Nel corso dell’ultima sessione, il Consiglio degli Stati ha accolto la mia mozione che chiede di creare una base legale per consentire ai Cantoni di procedere con la regolazione dei lupi in caso di superamento di una soglia numerica definita. Si tratta, a ben guardare, di una decisione che rappresenta una svolta: non solo per il contenuto concreto del provvedimento, ma anche per il cambio di approccio che essa sottende.
Per anni, il dibattito attorno alla presenza del lupo sul territorio svizzero è stato caratterizzato da una forte polarizzazione. Da un lato, la legittima esigenza di tutelare una specie protetta e simbolicamente importante per la biodiversità; dall’altro, le crescenti preoccupazioni del mondo agricolo e alpestre, confrontato con predazioni sempre più frequenti e con un senso di insicurezza diffuso nelle regioni periferiche.
In questo contesto, l’approvazione della mozione segna un momento di presa di coscienza politica.

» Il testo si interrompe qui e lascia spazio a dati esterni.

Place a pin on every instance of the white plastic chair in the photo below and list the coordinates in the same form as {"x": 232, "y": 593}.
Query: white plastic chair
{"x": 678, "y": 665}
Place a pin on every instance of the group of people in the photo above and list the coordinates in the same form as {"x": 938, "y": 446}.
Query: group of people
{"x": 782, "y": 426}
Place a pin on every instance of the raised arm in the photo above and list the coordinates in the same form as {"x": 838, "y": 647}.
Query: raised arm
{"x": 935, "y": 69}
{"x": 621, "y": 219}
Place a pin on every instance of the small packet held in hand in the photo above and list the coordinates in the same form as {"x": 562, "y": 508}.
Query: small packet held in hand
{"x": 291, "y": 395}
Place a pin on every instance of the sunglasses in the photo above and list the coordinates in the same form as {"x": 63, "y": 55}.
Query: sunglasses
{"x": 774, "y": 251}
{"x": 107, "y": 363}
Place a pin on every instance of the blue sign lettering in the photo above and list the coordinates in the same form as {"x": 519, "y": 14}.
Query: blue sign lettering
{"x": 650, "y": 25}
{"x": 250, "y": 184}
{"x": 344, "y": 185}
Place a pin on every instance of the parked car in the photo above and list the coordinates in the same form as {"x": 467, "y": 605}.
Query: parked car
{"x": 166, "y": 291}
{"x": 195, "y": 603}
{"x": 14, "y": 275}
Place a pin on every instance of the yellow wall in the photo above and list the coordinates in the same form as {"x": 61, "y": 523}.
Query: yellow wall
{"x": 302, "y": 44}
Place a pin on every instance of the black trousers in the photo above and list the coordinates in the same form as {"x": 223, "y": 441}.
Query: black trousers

Il Consiglio degli Stati ha riconosciuto che la situazione è cambiata: la presenza del lupo non è più episodica, ma strutturale. E, proprio per questo motivo, anche gli strumenti di gestione devono evolvere.
Il risultato raggiunto è sorprendente per diversi motivi. In primo luogo, per il sostegno dello stesso Consiglio federale che ne raccomandava l’accoglimento ma anche per l’ampiezza del consenso raccolto (nessun voto contrario), che dimostra come la necessità di intervenire sia ormai condivisa ben oltre gli schieramenti tradizionali. In secondo luogo, per il segnale chiaro che viene inviato: la protezione della fauna non può prescindere da una gestione attiva e pragmatica, capace di conciliare gli obiettivi ecologici con la sostenibilità delle attività umane.
Per il Ticino, questa decisione assume un significato ancora più concreto. Le regioni di montagna e le aziende agricole locali sono tra le più esposte agli effetti della presenza del lupo. Dare agli enti competenti strumenti più flessibili e tempestivi per intervenire significa riconoscere la realtà vissuta quotidianamente da allevatori e comunità locali.
È importante sottolineare che non si tratta di un “fuoco libero”, né di un passo indietro nella tutela della biodiversità. Al contrario, si tratta di un tentativo di trovare un equilibrio più maturo e realistico, fondato sull’esperienza accumulata negli ultimi anni. Una gestione efficace del lupo passa anche dalla capacità di prevenire conflitti e di intervenire quando questi diventano insostenibili.
Questa decisione, se confermata dal Consiglio nazionale, aprirà dunque una nuova fase. Sarà in ogni caso fondamentale tradurre gli indirizzi politici in misure concrete, chiare e applicabili, evitando lungaggini burocratiche e garantendo una reale efficacia sul terreno. Allo stesso tempo, sarà essenziale mantenere un dialogo aperto tra tutti gli attori coinvolti: istituzioni, mondo agricolo, esperti e organizzazioni ambientaliste.
Il voto del Consiglio degli Stati non chiude il dibattito, ma lo rilancia su basi nuove. È un segnale a superare contrapposizioni ideologiche e a lavorare per una gestione del territorio che sia equilibrata e rispettosa delle diverse esigenze. In definitiva, siamo di fronte a un cambio di paradigma: dalla gestione passiva alla responsabilità attiva. Una sfida complessa, ma necessaria, che occorre affrontare con pragmatismo e senso della realtà.